I have to share that with my friend who has an 18 month old.
Just tell her to get a loose edge going near the floor, and put the kid down to play right in front of it--he/she will have a ball!! Cyn (SIL) told me that she wished she could have had Clayton work on the basement walls as well (red velvet w/silver flocking), but the paper was on the top half, paneling on the bottom below the chair rail.
Clayton did have fun when he saw my brother and SIL's brother putting up a wall in the garage to add a weight room. He watched them mark up the cutting places of the boards and sheetrock in pencil, and thought that meant he could do the same on other, more finished walls in the house. Took a while to disabuse him of that notion.
Thanks Allyson! I didn't think about looking under "Warnings" in Crime.
7 frightening foods for the fearless eater
With a picture of a woman selling grilled spiders. Big-ass, grilled spiders.
Re: sea cucumbers:
One major issue, as the Oxford Companion to Food dryly notes: “It is distinctly phallic in appearance, a feature which is underline by its habit of ejecting sticky threads ... when squeezed.”
The Ortolan (a small songbird):
Once captured, the ortolan would traditionally be left in a dark box, where the lack of light would prompt it to gorge itself. When plumped up to three or four times its normal size, the bird would be drowned in a snifter of armagnac, then quickly roasted for six or eight minutes and served hot.
It's the brandy part that usually raises eyebrows; in an era of bolt guns and humane slaughter, drowning your food seems a tad gratuitious. The only obvious corollary is drunken prawns, found on some Singaporean and Indonesian menus, drowned in rice wine. Drowning a rare songbird somehow seems more sadistic than dunking a shrimp in booze.

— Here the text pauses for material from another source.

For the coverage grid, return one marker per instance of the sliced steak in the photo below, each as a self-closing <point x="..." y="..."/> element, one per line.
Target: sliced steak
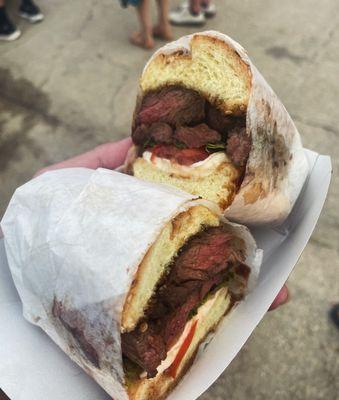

The traditional means of eating the ortolan is whole — bones, innards and all, except the head or beak, which is bitten off — with the diner's head covered by a napkin.
The upfront explanation of the ritual? This impromptu headgear allows the diner to inhale all the roast bird's earthy, rich aroma.
Huh. That article is the perfect way to temporarily eliminate your appetite.
Still more appetite-ruining goodness:
Many Icelandic delicacies sound bizarre to the American palate, like puffin and svie (singed, boiled sheep's head). But none have more of a reputation than hákarl [HOW-kurl]: quite literally shark meat that traditionally was allowed to rot in the ground. It's typically prepared by burying a washed, gutted side of shark in gravel for six to eight weeks — or more likely nowadays, by soaking it in large plastic vats filled with brine — then allowing it to cure in the open air for another two months. One original purpose of this Viking-era process was to purge urine from sharks' blood and skin. (Sharks have no urinary tract and must secrete urine through their skin.)
After curing, the resulting slab of fish, which has an aroma often described as ammoniac, is covered with a thick brown crust. The crust is cut off and the white flesh inside eaten.
Why is the diner's head covered by a napkin?
You want someone to see you eating that?
I can't remember having had a problem smelling my dinner before. My nose, see, is right above my mouth.
Now, if I were eating that bird, I might put a napkin over the dinner, and I was really looking to be told it was a typo.
I might put a napkin over the dinner, and I was really looking to be told it was a typo.
That was my first thought. Like, you'd cover up the bird before biting its head off.